Monday, April 9, 2007

The Survival Mantra for Indian IT/ITES industry in the Flat World is Global Delivery and not delivering from India ??

There might be many definitions of the Flat World, the one that I connect to most is “a flat world is a place, where goods and services are produced in location(s) where its cheapest and most efficient to produce and sold in locations which are most profitable…”. This definition would be the one that the Indian IT/ITES industry would be happiest about…after all we continue to be a low cost producer of IT and BPO services .

However there is a twist to the definition, ….as an Indian you might want to believe that offshoring to India will continue unabated because of the labor arbitrage.......unless we pay heed to the latest trends in the BPO sector . The research done by Sujay Chohan and Robert H Brown of Gartner opines that the distinction between onshore (services delivered in the country where the contract is signed) and offshore (services delivered from a country other than the country where the contract was signed) is increasingly becoming irrelevant as “offshore providers” move outside their home countries and set up global delivery centers and as “onshore providers” set up centers in low-wage countries. This trend is also driven by the need to outsource increasingly complex processes that are end to end, encompass several countries and touch the client's various locations. This would mean that the relevance of India as the best offshore location automatically comes down and the shift from offshoring to India to global delivery is distinct and is borne out by data. Indian service providers like Wipro , WNS, Infosys BPO(formerly Progeon) , HCL , TCS, Genepact, Hinduja -TMT and Transworks have acquired or set up delivery centers in several countries to serve their clients onshore and offshore . The Aditya Birla Group's take over of Minacs and consolidating its ITES business as a combination of Transworks-Minacs gives it an automatic global delivery footprint (Minacs had many non-US delivery locations)
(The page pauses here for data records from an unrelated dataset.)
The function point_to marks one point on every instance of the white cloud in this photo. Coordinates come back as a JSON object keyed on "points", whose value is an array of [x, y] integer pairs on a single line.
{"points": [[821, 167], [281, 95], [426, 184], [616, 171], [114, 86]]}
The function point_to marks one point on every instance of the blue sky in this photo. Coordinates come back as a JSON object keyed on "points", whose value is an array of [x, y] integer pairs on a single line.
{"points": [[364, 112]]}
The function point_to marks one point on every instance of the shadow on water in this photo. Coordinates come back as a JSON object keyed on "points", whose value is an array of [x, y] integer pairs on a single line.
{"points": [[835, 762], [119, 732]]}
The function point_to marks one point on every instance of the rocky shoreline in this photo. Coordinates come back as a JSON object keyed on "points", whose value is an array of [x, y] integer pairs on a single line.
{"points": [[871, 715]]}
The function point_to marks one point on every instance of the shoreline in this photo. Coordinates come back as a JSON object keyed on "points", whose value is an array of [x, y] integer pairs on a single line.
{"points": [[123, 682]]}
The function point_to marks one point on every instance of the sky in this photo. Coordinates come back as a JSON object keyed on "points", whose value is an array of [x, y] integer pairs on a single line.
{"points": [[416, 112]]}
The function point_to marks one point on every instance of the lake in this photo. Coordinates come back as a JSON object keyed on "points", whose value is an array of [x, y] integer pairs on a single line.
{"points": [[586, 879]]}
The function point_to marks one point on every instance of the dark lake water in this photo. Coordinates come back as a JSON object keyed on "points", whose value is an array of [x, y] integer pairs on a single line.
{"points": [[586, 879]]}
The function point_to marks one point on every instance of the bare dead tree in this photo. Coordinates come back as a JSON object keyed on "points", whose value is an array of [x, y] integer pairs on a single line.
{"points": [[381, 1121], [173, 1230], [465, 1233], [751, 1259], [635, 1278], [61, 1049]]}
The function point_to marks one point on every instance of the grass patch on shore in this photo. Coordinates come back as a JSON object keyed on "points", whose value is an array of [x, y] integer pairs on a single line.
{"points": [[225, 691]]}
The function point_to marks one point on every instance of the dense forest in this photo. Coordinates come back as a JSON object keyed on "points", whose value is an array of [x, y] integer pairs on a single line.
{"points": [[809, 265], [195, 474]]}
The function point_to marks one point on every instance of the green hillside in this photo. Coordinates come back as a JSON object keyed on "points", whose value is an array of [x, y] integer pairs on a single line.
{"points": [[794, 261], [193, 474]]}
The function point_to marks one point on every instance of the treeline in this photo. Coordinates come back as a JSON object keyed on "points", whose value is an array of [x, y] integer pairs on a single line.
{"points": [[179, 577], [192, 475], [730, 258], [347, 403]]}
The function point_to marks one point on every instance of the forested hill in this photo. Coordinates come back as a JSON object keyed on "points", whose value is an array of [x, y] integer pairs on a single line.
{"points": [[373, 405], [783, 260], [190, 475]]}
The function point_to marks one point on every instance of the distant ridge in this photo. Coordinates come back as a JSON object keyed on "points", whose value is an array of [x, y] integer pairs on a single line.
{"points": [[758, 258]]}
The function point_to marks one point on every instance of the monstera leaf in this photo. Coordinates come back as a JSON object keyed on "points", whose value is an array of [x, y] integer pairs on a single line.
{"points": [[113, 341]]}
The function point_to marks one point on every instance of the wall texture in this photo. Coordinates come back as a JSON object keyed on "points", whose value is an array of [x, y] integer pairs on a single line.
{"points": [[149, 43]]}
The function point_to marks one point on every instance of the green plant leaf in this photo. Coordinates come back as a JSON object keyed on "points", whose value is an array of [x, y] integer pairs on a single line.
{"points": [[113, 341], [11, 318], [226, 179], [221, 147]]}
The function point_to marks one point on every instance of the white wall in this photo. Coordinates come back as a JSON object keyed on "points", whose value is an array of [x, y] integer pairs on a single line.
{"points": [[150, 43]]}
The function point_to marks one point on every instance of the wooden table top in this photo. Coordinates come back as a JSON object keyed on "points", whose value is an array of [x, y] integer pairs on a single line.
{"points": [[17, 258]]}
According to Gartner by 2008, most successful BPO service producers will have service delivery centers (not just sales offices) in at least 3 countries

a)An onshore location (typically where the contract is signed)
b)An offshore location (country where the company is headquartered)
c)An additional delivery location independent of these two categories

Now that I have put the offshore versus Global delivery in some perspective, I would like to draw your attention to the parallels in the IT services space. Infosys takes pride in its Global Delivery Model (GDM) , which was for many years delivery out it's various Development centers in India , till it set up some small PDC’s (or Proximity Development Centers) in UK , New Jersey and Canada. This was pretty much the trend till 2004 (delivery primarily out of India , with a few PDC’s onshore ) ,but with the setting up of Infosys China which has a significant workforce is also a strong step in the direction of the “true GDM” . What is happening in the BPO space is also being replicated in the IT Services sector albeit a bit slow. Therefore it would be safe to say that the flat world is not a place where an Indian service provider can survive by delivering from offshore …it is time to go global ….. . The process of going global requires developing new mindsets and new skills …the automatic question is what are these? ….I did not have answers till I chanced upon a speech at IIM-B given by the leader whom I admire most ,Nandan Nilekani . In his speech at IIM-B,Nandan talks about the a new hybrid manager – the ‘Versatilist’.

I am not saying that this post is a wake up call for the Indian IT/ITES industry but I would like to leave my reader with a thought that global delivery is indeed a reality and it is imperative to look at it with a heightened sense of urgency and not be satisfied by servicing customers from Indian locations alone......

2 comments:

DreamCatcher said...

A global delivery model is the way ahead and for that we need the 'versatilists' which we will eventually produce.…it will be interesting to see how the Tatas manage their new global status….
Also, lets not ignore the high potential domestic market….lower margins will be taken care by high volumes (simplification of legalities and a little change in mindset will help in this regard). As it is, with technology, we are realizing the benefits of transaction based pricing over FTE based ones.